Mr. Triplett previously had told The Blade that he met Manni in 2004 through a local friend who "didn't even play sports."
He said he and Manni talked about "street [stuff]" and not about sports.
Triplett said many other UT athletes knew Manni as well, but said he was never approached by Manni to shave points.
Richards reaffirmed that statement yesterday.
"I really wouldn't characterize [their interaction] as a relationship," said Richards, who has represented Triplett since June, 2008.
"[Manni] was a contact. It's a situation where a well-known and very talented basketball player - and I'm sure [this happens with] every talented athlete - comes into contact with people one way or another. The relationship issue is another issue.
"I don't think you can characterize [Triplett] having knowledge of or knowing [Manni] as being a relationship."
Triplett last played for UT during the 2004-05 season and finished his career with 1,814 points, the third most in school history.
Triplett rejected a potential plea agreement by federal authorities in December, 2007, according to his attorney at the time, Ethan Vinson.
Vinson said federal agents asked him if Triplett would accept a plea deal, but would not disclose what charge he would plead to or what legal action might be taken against him if he refused.

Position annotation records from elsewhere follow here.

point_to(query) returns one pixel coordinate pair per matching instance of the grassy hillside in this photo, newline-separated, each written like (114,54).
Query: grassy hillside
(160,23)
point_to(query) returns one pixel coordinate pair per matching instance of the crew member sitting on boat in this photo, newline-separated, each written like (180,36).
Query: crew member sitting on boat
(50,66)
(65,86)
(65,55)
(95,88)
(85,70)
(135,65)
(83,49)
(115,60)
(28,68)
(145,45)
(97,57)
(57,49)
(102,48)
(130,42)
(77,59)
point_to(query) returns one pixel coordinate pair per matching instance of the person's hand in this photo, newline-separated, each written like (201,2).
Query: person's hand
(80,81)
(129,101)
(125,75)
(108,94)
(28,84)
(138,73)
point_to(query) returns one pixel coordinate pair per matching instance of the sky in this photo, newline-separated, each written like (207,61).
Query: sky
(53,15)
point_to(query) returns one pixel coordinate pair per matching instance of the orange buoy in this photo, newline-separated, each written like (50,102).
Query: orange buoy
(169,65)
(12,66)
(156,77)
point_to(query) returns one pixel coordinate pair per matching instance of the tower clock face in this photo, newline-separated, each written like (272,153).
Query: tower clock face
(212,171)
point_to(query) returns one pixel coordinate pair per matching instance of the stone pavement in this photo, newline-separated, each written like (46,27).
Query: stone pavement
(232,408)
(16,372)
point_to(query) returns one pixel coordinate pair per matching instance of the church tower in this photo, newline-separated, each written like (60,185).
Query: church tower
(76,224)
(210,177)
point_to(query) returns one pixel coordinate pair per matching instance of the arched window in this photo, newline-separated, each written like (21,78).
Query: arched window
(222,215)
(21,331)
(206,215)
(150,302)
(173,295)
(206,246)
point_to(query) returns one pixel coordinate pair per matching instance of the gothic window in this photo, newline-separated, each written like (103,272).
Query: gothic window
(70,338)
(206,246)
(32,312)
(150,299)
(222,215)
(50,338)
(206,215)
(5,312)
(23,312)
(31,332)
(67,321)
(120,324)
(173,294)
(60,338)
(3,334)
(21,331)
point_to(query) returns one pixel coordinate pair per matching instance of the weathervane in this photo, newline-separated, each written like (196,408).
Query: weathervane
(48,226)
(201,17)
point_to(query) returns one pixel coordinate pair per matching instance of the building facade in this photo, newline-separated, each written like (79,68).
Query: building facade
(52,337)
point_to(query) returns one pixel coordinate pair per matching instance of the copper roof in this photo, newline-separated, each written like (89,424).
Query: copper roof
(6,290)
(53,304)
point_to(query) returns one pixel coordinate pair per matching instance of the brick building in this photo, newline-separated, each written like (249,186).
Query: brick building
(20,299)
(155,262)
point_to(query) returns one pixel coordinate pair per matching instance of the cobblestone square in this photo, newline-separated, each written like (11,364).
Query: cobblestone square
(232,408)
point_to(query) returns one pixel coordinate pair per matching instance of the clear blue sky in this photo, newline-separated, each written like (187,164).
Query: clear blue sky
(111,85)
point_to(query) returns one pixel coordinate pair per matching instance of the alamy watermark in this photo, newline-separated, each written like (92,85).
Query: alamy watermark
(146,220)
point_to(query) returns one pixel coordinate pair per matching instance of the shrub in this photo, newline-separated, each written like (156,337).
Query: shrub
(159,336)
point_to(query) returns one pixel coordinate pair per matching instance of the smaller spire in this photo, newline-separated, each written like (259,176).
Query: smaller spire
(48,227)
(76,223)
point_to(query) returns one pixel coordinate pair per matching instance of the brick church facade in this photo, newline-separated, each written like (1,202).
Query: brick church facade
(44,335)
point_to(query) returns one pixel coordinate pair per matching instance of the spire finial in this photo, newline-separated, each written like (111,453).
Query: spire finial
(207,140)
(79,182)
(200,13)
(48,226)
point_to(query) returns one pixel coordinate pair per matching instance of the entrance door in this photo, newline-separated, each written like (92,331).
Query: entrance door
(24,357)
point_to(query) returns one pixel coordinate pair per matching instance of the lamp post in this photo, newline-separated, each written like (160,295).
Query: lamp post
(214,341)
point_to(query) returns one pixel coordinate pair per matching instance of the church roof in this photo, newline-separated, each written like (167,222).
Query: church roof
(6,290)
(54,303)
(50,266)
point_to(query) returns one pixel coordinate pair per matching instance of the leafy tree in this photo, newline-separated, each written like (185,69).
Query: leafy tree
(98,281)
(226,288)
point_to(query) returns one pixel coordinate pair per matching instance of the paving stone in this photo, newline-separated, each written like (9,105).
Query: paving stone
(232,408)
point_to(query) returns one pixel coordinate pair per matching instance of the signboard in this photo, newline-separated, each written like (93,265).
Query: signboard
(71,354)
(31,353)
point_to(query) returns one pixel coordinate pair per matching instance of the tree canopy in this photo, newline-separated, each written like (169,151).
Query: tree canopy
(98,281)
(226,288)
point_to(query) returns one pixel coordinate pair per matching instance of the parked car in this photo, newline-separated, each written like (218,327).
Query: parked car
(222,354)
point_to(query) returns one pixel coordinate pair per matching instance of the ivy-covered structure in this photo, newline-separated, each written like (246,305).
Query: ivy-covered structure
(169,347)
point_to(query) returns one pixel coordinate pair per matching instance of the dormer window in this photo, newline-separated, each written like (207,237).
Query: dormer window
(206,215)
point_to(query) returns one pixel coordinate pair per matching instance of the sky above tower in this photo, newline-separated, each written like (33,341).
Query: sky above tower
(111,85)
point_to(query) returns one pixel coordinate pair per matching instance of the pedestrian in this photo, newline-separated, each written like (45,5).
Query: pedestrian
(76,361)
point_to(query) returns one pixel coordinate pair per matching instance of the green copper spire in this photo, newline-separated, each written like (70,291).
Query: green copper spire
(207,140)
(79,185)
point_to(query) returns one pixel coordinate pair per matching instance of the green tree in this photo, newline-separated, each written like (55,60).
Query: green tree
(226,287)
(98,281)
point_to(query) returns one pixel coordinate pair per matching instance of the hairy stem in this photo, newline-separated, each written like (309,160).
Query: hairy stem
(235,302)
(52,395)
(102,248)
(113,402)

Richards said yesterday he has not been approached by anyone from the U.S. Attorney's office to discuss a potential plea agreement on the point-shaving charges filed Wednesday.
"It's still early, this is a work in progress," said Richards, who added that he has been in contact with the U.S. Attorney's Office to discuss a date for Triplett's voluntary surrender to authorities.
After the conclusion of a town hall meeting yesterday, UT President Lloyd Jacobs told The Blade that the school had fully cooperated with the U.S. Department of Justice on the point-shaving investigation.
The fact that indictments were issued did not surprise him, although he didn't necessarily expect to learn there would be six former UT athletes named as defendants or know enough to predict their specific charges.
"My main emotion is disappointment," Jacobs said.
He opened the address on the Health Science Campus by briefly addressing the point-shaving allegations.
"I believe in you," Jacobs told about 10 members of the athletic department, including UT basketball coach Gene Cross, among 70 people seated in the audience.
"Don't think I am in any way condoning or blowing by or whitewashing any of the behaviors that are alleged," Jacobs said. "[But] nothing in the past two years has changed my mind.
"I believe in you," he concluded. "I've said it three times now."
Blade staff writer Tom Henry contributed to this report.